In other words, communions like the OPC and the PCA (and I guess Doug Wilsons’ CREC) are clerocracies where spiritual tyranny reigns. I would have thought this view of the institutional church close to an Anabaptist reading. But I suppose that Littlejohn is following Hooker. How the church as a temporal authority, ruled by an earthly monarch, is going to be any less tyrannical, even if its reach only goes to externals, is a mystery. Still, a view that divorces the spiritual character of the keys of the kingdom from the actual administration of the word through preaching and discipline (i.e., the means of grace) is a mystery possibly only resolved by content analysis of the drinking water in Moscow, Idaho.

Not to be missed, by the way, is that the 2k position advocated by the likes of VanDrunen and me, is designed to distinguish those areas where the church has real authority (the Word) from those where Christians have liberty (the rest of life) as their consciences determine. In which case, Littlejohn is wrong to see the modern revival of 2k as a return to ecclesiastical tyranny. It is, instead, an effort to recover Christian liberty from the pious intentions and historical circumstances of some in the Reformed world eager to assert the Lordship of Christ without sufficient qualification.

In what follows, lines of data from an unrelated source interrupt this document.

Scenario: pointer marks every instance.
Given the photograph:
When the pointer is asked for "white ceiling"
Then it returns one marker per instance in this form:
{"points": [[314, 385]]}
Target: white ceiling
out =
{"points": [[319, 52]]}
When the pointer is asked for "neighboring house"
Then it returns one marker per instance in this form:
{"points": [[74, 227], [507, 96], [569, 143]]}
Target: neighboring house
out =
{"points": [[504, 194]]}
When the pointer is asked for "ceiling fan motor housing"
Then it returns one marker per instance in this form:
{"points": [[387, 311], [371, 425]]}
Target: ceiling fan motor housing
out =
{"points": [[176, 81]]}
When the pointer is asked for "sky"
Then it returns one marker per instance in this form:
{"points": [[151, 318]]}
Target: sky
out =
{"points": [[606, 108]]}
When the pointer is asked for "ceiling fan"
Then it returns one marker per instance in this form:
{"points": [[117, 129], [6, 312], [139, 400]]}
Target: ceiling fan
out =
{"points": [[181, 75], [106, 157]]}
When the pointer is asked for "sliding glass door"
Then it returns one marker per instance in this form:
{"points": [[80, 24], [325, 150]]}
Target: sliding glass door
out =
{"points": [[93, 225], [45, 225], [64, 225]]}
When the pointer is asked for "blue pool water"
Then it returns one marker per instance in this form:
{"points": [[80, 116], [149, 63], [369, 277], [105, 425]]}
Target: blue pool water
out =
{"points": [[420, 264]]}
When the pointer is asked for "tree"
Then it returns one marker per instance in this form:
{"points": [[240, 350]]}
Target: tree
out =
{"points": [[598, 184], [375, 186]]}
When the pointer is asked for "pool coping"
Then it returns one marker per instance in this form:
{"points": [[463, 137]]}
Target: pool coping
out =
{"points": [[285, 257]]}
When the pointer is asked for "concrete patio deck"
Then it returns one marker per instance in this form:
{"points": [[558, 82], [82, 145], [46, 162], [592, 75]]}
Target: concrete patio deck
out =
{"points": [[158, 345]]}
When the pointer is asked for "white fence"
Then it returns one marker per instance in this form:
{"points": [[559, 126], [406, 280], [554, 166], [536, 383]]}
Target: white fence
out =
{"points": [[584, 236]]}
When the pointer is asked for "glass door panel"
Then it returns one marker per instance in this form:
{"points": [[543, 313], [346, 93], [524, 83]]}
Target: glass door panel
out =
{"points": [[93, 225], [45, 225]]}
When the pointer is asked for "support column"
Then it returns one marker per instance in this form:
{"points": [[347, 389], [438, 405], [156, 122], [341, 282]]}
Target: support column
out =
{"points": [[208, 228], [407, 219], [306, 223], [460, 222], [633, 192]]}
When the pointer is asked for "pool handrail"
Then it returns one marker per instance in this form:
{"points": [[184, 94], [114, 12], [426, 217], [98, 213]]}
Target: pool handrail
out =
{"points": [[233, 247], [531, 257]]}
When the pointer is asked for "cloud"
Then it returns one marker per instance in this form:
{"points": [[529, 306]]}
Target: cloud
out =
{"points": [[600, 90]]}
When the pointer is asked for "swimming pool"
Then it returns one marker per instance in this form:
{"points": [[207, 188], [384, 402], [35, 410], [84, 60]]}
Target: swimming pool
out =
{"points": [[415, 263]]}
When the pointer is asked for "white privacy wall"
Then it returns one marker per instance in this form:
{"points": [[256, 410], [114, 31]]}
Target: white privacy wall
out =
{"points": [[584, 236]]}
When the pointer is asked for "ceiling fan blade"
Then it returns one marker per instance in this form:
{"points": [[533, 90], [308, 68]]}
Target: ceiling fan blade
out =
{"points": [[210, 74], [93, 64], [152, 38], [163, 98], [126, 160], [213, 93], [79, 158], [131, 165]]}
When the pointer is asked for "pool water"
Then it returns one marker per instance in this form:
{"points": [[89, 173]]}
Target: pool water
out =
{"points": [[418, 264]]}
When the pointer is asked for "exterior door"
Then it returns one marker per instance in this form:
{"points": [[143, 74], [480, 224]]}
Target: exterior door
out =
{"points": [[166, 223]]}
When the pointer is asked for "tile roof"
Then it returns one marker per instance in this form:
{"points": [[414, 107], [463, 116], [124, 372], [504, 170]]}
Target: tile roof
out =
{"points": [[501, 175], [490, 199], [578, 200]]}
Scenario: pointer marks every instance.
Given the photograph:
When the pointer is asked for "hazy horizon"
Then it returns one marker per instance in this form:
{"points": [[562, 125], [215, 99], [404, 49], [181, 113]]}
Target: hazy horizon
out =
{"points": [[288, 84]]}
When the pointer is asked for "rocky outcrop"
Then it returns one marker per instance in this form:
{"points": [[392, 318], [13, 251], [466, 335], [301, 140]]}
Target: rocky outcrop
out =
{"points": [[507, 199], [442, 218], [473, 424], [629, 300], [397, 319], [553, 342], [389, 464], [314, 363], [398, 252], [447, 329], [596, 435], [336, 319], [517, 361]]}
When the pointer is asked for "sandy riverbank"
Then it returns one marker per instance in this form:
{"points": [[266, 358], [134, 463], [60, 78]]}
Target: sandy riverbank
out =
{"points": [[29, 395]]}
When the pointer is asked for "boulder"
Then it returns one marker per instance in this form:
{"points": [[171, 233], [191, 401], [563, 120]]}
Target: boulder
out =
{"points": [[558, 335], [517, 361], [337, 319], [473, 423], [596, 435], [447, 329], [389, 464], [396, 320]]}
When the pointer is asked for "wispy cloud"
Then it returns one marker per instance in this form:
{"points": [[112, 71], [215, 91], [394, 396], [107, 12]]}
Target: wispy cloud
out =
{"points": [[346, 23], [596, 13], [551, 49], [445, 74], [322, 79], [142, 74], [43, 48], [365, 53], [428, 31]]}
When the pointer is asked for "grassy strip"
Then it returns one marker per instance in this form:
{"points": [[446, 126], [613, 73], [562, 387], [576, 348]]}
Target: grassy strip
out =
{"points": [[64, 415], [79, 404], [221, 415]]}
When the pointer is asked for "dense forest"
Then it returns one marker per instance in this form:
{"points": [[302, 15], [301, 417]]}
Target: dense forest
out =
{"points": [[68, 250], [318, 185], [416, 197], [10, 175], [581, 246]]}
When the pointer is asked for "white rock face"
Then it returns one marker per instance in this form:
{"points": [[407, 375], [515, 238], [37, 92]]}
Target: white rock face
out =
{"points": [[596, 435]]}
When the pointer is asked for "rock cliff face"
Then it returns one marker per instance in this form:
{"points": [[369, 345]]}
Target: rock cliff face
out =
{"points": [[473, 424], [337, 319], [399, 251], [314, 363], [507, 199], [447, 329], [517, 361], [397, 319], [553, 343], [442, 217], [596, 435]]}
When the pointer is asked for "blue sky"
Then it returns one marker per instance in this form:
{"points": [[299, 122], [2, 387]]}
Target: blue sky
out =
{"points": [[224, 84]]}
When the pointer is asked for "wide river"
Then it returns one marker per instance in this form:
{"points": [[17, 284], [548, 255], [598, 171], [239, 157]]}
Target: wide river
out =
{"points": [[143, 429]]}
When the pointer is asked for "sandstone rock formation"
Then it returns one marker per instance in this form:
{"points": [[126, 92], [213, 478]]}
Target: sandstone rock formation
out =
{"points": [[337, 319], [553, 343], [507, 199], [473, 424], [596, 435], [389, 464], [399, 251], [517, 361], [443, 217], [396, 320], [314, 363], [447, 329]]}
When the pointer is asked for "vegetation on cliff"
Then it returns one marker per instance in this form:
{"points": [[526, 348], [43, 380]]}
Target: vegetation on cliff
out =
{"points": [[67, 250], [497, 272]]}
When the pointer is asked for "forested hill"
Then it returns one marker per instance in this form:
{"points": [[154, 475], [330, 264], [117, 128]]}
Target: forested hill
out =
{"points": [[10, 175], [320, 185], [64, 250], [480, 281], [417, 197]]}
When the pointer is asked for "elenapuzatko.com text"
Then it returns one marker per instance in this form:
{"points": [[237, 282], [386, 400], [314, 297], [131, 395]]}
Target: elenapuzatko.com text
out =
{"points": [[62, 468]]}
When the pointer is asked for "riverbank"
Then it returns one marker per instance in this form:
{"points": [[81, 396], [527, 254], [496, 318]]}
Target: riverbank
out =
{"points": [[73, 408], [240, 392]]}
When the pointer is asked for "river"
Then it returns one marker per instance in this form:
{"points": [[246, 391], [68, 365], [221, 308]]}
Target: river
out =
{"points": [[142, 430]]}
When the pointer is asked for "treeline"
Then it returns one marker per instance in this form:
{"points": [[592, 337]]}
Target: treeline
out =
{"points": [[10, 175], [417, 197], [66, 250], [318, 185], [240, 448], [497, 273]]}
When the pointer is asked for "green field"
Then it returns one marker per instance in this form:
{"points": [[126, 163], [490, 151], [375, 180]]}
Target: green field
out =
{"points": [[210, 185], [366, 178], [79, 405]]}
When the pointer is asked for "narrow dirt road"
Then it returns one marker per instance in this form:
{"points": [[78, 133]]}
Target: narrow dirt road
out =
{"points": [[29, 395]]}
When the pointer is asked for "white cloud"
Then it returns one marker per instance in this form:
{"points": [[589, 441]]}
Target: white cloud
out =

Tuininga is eager to correct Littlejohn, not so much on his reading of Hooker, but on Calvin.

Calvin is absolutely clear here that he is distinguishing the spiritual government of the church by the pastors and elders, through the means of the keys of the kingdom, from the political government of the magistrates. He clearly draws in the distinction between the two kingdoms in 3.19.15 when, referring to 1 Corinthians 12:28 and Romans 12:28, he declares that Paul is not discussing the magistrates, but “those who were joined with the pastors in the spiritual rule of the church.” Here again Calvin makes it evident that when he is talking about the “spiritual rule” of the church he is not talking about some immediate governance of the invisible church. He is talking about the concrete government exercised by pastors and elders on behalf of Christ. Christ himself governs through these men: “Christ has testified that in the preaching of the gospel the apostles have no part save that of ministry; that it was he himself who would speak and promise all things through their lips as his instruments.” Calvin maintains that Christ’s spiritual government is exercised through the ministry of the church, in its fourfold office. (4.11.1)

Calvin’s views here have to be understood in the context of the willingness among the Zwinglians and Lutherans to cede church discipline to the civil government on the basis of the type of two realms interpretation that Wedgeworth attributes to Calvin.

Some of this is simply a historical debate of whether Cartwright or Hooker was closer to Calvin. But the bigger issue is that of ecclesiastical authority: do ministers when they go into the pulpit and members of sessions and consistories when they deliberate with church members actually hold the keys of the kingdom or does Christ reserve them for himself and the Spirit? It sure would be hard to read the Westminster Standards or the Three Forms of Unity in a way the severed spiritual authority from real blooded ministers and elders. But, as odd as it sounds, some critics of 2k — some who even circulate among the getting-over-theonomy-ranks of James Jordan and Peter Leithart — believe the version of 2k on the rise in the OPC and elsewhere is authoritarian. Holy cow! If only Littlejohn and Wedgeworth (and Escalante) could spend a few days with the crazy Baylys or their fellow Gordon-Conwell alum, Tim Keller, that is, with those who expand church power over every square inch.